Adaptation of Distinct Semantics for Uncertain Areas in Polyp Segmentation
Quang Vinh Nguyen, Van Thong Huynh, Soo-Hyung Kim
TL;DR
The paper addresses the challenge of polyp segmentation in colonoscopy images, where uncertain areas and background similarity hinder accurate delineation. It introduces ADSNet, a CNN-based framework with an EfficientNet-V2S encoder, a Complementary Trilateral Decoder that generates an early global map $M = \text{CTD}(f_1,f_2,f_3,f_4)$, and a Continuous Attention module that yields Background Semantic ($BS$) and Object Semantic ($OS$) to refine difficult regions, optimized by a joint $Loss(y,\hat{y}) = ACE(y,\hat{y}) + BCE(y,\hat{y})$. The approach achieves state-of-the-art Dice, IoU, and MAE on multiple polyp benchmarks and demonstrates strong generalization to unseen datasets, while remaining compatible with other CNN or Transformer encoders.

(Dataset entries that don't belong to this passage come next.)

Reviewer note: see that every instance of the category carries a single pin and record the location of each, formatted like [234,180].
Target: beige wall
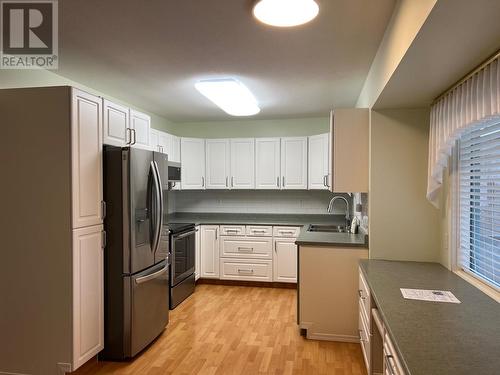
[403,224]
[407,19]
[39,78]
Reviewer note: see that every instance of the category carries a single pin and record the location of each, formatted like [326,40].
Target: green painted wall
[254,128]
[37,78]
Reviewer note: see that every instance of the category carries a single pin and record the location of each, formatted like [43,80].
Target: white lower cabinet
[88,294]
[247,270]
[244,247]
[285,260]
[209,252]
[249,252]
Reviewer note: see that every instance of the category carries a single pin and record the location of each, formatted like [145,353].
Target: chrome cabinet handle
[135,137]
[360,294]
[388,363]
[128,136]
[245,249]
[244,271]
[143,279]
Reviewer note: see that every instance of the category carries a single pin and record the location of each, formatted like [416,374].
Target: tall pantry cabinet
[52,269]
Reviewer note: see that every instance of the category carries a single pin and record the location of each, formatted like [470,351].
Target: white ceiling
[150,53]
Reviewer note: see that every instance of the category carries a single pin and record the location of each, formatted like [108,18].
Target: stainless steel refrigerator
[136,289]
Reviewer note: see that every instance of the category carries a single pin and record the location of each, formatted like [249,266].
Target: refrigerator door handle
[155,211]
[160,206]
[152,276]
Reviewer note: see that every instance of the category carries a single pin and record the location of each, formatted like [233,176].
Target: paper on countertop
[429,295]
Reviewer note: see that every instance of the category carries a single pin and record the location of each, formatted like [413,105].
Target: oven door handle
[185,234]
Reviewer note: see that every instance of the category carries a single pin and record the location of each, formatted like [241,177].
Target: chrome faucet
[347,211]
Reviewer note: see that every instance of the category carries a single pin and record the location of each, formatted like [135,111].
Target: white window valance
[474,102]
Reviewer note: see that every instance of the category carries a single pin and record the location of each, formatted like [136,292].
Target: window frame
[454,210]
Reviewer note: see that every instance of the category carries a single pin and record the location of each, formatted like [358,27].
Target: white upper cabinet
[86,159]
[242,163]
[164,143]
[294,163]
[193,164]
[116,130]
[318,162]
[154,140]
[267,163]
[217,163]
[140,124]
[175,150]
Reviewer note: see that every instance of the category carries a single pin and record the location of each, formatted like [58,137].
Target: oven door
[183,252]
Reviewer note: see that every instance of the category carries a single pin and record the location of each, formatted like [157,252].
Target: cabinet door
[242,163]
[165,143]
[217,159]
[267,163]
[86,159]
[116,130]
[88,294]
[193,164]
[154,140]
[209,251]
[294,163]
[140,124]
[176,149]
[197,254]
[285,260]
[318,162]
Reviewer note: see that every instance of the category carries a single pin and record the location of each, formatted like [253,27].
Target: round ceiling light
[285,13]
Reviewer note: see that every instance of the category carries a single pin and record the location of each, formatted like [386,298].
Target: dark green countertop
[305,238]
[436,338]
[253,219]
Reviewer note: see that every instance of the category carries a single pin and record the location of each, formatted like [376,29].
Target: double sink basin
[327,228]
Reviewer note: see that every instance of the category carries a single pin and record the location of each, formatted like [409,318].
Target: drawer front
[286,231]
[232,230]
[235,269]
[247,248]
[364,295]
[260,230]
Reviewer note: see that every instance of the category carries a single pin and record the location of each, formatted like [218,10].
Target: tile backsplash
[255,201]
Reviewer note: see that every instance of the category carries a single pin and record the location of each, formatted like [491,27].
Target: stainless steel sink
[326,228]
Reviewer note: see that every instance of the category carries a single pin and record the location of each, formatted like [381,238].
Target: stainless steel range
[182,250]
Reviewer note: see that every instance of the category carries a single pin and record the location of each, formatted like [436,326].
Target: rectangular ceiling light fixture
[229,94]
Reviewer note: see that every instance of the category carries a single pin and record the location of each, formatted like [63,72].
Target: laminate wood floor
[236,330]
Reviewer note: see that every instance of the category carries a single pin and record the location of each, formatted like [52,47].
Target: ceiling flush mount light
[285,13]
[232,96]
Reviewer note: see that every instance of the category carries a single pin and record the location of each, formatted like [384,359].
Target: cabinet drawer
[286,231]
[260,230]
[248,248]
[232,230]
[364,295]
[258,270]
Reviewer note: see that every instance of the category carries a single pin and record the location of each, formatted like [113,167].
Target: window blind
[479,194]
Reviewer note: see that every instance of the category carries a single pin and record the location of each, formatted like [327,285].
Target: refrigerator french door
[137,252]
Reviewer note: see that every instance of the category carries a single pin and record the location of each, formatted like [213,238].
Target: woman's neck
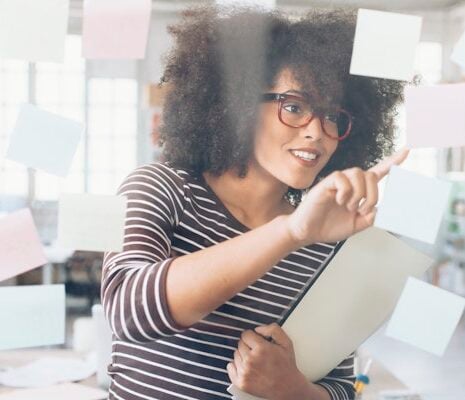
[254,200]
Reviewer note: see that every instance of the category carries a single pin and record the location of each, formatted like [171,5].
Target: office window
[112,131]
[60,88]
[107,108]
[428,63]
[13,92]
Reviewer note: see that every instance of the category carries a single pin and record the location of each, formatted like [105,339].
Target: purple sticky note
[115,29]
[20,247]
[435,115]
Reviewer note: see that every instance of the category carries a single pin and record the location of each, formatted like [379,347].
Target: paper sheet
[368,273]
[34,316]
[413,205]
[434,116]
[91,222]
[115,29]
[20,247]
[458,54]
[67,391]
[384,44]
[269,4]
[426,316]
[44,140]
[33,30]
[48,371]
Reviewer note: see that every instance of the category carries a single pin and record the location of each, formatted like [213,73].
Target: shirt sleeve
[340,381]
[134,280]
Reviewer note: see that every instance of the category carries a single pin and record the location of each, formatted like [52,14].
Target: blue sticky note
[32,316]
[44,140]
[413,205]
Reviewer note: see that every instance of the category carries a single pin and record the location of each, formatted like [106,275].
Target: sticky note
[32,316]
[20,247]
[44,140]
[385,44]
[68,391]
[33,30]
[91,222]
[435,115]
[458,54]
[413,205]
[115,29]
[426,316]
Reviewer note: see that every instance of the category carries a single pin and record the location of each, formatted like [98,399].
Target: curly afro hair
[223,59]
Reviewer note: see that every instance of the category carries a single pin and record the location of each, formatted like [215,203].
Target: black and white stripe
[171,212]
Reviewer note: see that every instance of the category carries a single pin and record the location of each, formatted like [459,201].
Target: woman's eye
[331,117]
[293,108]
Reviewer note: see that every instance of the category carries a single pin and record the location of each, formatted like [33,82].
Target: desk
[16,358]
[381,379]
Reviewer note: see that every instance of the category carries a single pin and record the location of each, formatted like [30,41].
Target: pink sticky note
[435,115]
[20,247]
[115,29]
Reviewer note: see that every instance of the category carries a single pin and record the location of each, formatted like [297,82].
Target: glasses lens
[336,124]
[295,112]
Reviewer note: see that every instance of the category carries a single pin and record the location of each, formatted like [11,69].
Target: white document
[270,4]
[48,371]
[385,44]
[64,391]
[91,222]
[32,316]
[44,140]
[33,30]
[413,205]
[426,316]
[368,275]
[458,54]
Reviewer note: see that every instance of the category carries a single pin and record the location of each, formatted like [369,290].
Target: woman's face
[280,149]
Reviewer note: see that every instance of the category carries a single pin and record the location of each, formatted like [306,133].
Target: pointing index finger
[382,168]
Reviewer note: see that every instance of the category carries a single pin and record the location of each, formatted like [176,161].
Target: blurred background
[121,106]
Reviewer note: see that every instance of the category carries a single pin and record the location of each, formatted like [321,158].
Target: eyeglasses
[296,112]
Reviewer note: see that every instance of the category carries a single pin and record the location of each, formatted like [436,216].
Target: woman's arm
[200,282]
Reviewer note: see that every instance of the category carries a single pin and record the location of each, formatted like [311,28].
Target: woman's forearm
[200,282]
[300,388]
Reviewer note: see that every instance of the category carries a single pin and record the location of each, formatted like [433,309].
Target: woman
[218,239]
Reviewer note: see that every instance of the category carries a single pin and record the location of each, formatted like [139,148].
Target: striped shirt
[172,212]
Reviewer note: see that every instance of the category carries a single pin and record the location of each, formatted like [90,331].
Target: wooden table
[16,358]
[380,378]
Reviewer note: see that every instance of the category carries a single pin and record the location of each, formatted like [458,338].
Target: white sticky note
[435,116]
[68,391]
[385,44]
[20,247]
[44,140]
[91,222]
[426,316]
[33,30]
[458,54]
[32,316]
[413,205]
[115,29]
[267,4]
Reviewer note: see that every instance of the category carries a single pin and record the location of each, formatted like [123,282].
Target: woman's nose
[313,130]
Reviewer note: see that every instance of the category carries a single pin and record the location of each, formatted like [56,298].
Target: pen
[362,379]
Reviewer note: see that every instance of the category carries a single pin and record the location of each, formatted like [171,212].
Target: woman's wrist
[294,239]
[296,388]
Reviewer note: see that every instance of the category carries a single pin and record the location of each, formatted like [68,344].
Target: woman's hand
[340,205]
[266,369]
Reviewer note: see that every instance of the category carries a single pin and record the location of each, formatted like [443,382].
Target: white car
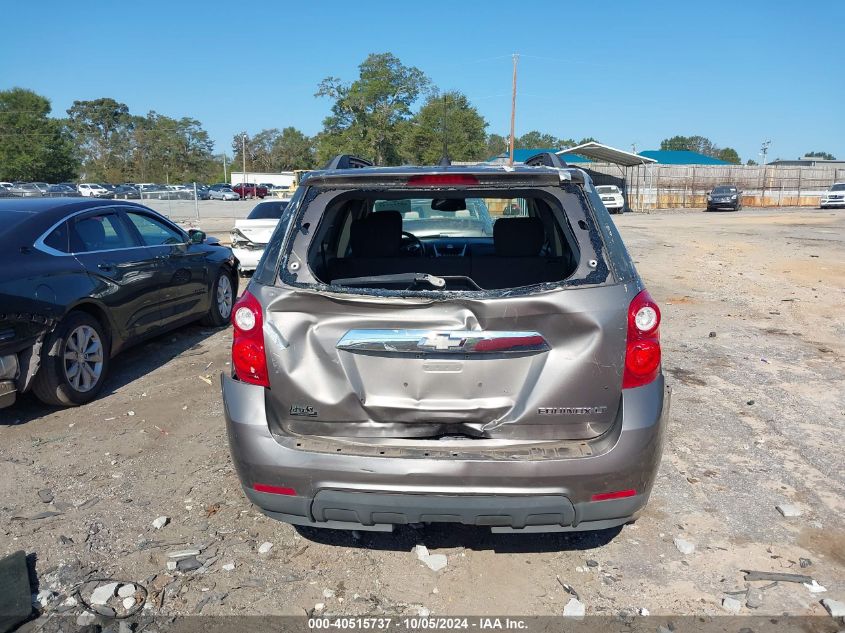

By explicitly modeling uncertain areas and recovering weak features through $OS$ and $BS$, ADSNet enhances robustness and clinical utility in automated polyp segmentation.
Abstract
Colonoscopy is a common and practical method for detecting and treating polyps. Segmenting polyps from colonoscopy image is useful for diagnosis and surgery progress. Nevertheless, achieving excellent segmentation performance is still difficult because of polyp characteristics like shape, color, condition, and obvious non-distinction from the surrounding context. This work presents a new novel architecture namely Adaptation of Distinct Semantics for Uncertain Areas in Polyp Segmentation (ADSNet), which modifies misclassified details and recovers weak features having the ability to vanish and not be detected at the final stage. The architecture consists of a complementary trilateral decoder to produce an early global map. A continuous attention module modifies semantics of high-level features to analyze two separate semantics of the early global map. The suggested method is experienced on polyp benchmarks in learning ability and generalization ability, experimental results demonstrate the great correction and recovery ability leading to better segmentation performance compared to the other state of the art in the polyp image segmentation task. Especially, the proposed architecture could be experimented flexibly for other CNN-based encoders, Transformer-based encoders, and decoder backbones.